As a venue, you and your business face a unique set of challenges as the country reopens amid the COVID-19 pandemic. That’s why we hosted a webinar designed solely for you. To help address some common questions and concerns, we tapped the following three industry experts:
- Tamuel Cowart – Co-Owner of Luxmore Grande Estate, and Strategic Partner of Cypress Grove Estate, President + Founder of RW Events and RW Style
- Julia Henning – Vice President of Sales, Wedgewood Weddings
- Chris Jespersen – Owner, The Madison
Keep reading for their advice on how to prepare for reopening — from safety to new layouts — and adjusting payment structures and fees. Here’s the recap from our recent webinar.

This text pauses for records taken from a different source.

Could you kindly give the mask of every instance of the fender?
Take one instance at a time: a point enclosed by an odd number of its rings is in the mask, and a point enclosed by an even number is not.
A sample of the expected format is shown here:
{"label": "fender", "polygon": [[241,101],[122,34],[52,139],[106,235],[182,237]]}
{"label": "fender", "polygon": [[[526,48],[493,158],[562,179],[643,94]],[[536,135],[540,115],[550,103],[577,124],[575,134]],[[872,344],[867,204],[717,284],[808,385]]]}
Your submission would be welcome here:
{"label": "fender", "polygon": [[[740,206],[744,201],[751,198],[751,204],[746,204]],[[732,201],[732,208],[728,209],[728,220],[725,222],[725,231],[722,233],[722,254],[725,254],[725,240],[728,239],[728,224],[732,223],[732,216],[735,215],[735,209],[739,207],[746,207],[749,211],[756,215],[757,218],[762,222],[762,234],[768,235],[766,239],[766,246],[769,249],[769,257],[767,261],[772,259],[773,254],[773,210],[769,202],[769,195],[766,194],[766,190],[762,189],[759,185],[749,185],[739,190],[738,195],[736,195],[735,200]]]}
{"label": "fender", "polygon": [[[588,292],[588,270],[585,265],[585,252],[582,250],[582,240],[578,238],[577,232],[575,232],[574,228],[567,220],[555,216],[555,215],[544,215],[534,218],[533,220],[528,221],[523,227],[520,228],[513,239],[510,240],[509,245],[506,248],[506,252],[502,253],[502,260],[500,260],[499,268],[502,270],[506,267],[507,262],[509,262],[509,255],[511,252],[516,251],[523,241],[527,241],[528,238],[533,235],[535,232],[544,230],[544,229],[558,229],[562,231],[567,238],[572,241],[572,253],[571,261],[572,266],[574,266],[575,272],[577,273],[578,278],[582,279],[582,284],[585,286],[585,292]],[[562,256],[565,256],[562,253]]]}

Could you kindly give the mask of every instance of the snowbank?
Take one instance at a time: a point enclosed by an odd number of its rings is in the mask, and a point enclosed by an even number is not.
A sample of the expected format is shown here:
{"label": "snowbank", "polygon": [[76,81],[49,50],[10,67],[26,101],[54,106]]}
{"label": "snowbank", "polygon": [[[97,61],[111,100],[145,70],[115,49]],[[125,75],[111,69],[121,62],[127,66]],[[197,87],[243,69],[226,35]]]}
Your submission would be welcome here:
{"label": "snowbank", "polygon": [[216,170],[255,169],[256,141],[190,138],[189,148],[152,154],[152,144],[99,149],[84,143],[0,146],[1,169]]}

Venue Question #1: How are you continuing to book new weddings?
WeddingPro Answer #1:
Improve the virtual tour experience. – “We created a template in Google Slides to walk our couples through the venue and explain the packages and pricing. We’ve worked to fine-tune that process and become masters of virtual consultation.” – Julia
Keep selling. – “We’re usually a destination spot in Orlando, so intimate weddings have always filled our calendar Monday through Thursday. Now we’re seeing more local couples take advantage of the intimate elopement packages as well. Also, we’re trying to make sure that couples understand that even a small wedding can be an amazing experience. If they opt to add a dinner party, the wedding is not limited to the ceremony.” – Tamuel
Encourage potential clients’ excitement. – “Once the [Ohio] governor gave the okay, people wanted to come in. There are people who want to keep looking for next year. They are excited and so are we!” – Chris
Venue Question #2: Have you made any adjustments to your contracts, fees or payment structures?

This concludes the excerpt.